كَانَ ’nin ismi müstetir هو  zamiridir ve mahallen merfûdur.  عَفُوًّا  lafzı  كَانَ ’nin haberi olup lafzen mansubtur.  غَفُورًا  ise ikinci haberdir.


 

يَٓا اَيُّهَا الَّذ۪ينَ اٰمَنُوا لَا تَقْرَبُوا الصَّلٰوةَ وَاَنْتُمْ سُكَارٰى حَتّٰى تَعْلَمُوا مَا تَقُولُونَ وَلَا جُنُباً اِلَّا عَابِر۪ي سَب۪يلٍ حَتّٰى تَغْتَسِلُواۜ 

 

Bu ayet namazla alakalı iki hükmü açıklamak için gelmiş beyânî istînâf cümlesidir. (Âşûr)  

Nida üslubunda talebî inşâî isnaddır. 

الَّذ۪ينَ  münadadan bedeldir. Sılası olan  اٰمَنُوا , müspet mazi fiil sıygasında faide-i haber ibtidaî kelamdır.

Nidanın cevabı  لَا تَقْرَبُوا الصَّلٰوةَ ,  nehiy üslubunda talebî inşâî isnaddır. İsim cümlesi formunda faide-i haber ibtidaî kelam olan  وَاَنْتُمْ سُكَارٰى  cümlesi,  لَا تَقْرَبُوا  fiilinin failinden haldir. Hal cümleleri anlamı zenginleştiren ıtnâb sanatıdır.

Gaye bildiren masdar ve cer harfi  حَتّٰى ‘yı takip eden muzari fiil sıygasındaki  تَعْلَمُوا  cümlesi masdar teviliyle  لَا تَقْرَبُوا  fiiline müteallıktır. 

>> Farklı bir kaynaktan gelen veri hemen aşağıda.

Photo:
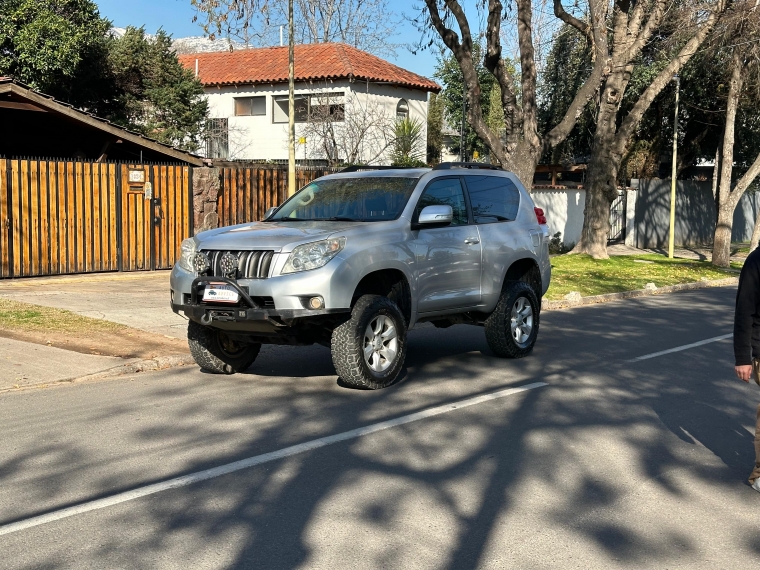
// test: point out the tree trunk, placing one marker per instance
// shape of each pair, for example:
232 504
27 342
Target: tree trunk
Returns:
522 162
722 242
601 176
755 233
727 200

Müşterek ism-i mevsûl  تَعْلَمُوا , مَا  fiilinin mef’ûlüdür. Müspet muzari fiil sıygasındaki sıla cümlesi  تَقُولُونَ  faide-i haber ibtidaî kelamdır. Mevsûlde tevcih sanatı vardır.

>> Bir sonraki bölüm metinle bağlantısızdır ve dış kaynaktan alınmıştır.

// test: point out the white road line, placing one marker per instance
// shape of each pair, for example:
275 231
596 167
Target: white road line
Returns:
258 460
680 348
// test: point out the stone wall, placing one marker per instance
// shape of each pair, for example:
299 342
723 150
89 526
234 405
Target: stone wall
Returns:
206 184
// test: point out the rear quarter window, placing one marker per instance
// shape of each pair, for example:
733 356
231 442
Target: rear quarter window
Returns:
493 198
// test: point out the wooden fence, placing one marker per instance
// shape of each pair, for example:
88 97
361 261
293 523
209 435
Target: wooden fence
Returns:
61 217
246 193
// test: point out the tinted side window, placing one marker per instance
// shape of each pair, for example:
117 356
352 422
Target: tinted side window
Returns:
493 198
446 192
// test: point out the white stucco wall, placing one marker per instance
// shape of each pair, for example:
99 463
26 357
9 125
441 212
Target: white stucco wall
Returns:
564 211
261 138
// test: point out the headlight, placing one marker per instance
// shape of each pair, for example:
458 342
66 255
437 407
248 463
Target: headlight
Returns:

وَلَا جُنُبًا  hal olan  وَاَنْتُمْ سُكَارٰى  cümlesine matuftur. Atıf sebebi hükümde ortaklıktır. Nefy harfi  لَا  zaiddir. İstisna edatı  اِلَّا ‘dan sonraki  عَابِر۪ي سَب۪يلٍ حَتّٰى تَغْتَسِلُواۜ  müstesna olup, bütün hallerden istisna edilendir.

Ayetteki  الصَّلٰوةَ ‘nin namaz fiiline delalet etmesi mümkün olduğu gibi namaz kılınan yere delalet etmesi de mümkündür. Zira ayette ikisi için de karîne vardır.  حَتّٰى تَعْلَمُوا  مَا تَقُولُونَ  [ne dediğinizi bilinceye kadar] kısmı, namaz fiilinin karînesi,  اِلَّا عَابِر۪ي سَب۪يلٍ  [ yolcu olanlar hariç] kısmı ise namaz kılınan yerin karînesidir. Bu üslup, iki anlamı olan bir kelimeyi söz içinde iki anlama da gelecek şekilde kullanmak sanatı olarak tarif edilen istihdam sanatıdır.  (Hasan Uçar, Kur’ân-ı Kerîm’deki Anlamsal Bedî‘ Sanatları Doktora Tezi)

يَٓا اَيُّهَا الَّذ۪ينَ اٰمَنُوا : Bu kalıp geçtiği zaman şunları düşüneceğiz: (sonu  اٰمَنُوا  yerine كَفَرُوا  gibi değişik olabilir)  يَٓا : uzaktakine hitap eden nida harfidir. Ama Allah bize çok yakındır. Yani bu mecazî bir kullanımdır. Amaç bizim dikkatimizi çekmektir. Çünkü biz uzaktaki bir kişiye dikkatini çekmek için nida ediyoruz. Dolayısıyla Allah bize yakın olmasına rağmen, bizim O’ndan uzak olmamız ve O’nu düşünmememiz nedeniyle böyle nida ediyor. Hem dikkatimizi çekiyor, hem de arkadan gelecek olan şeylerin Allah katında bir değeri olduğuna işaret ediyor.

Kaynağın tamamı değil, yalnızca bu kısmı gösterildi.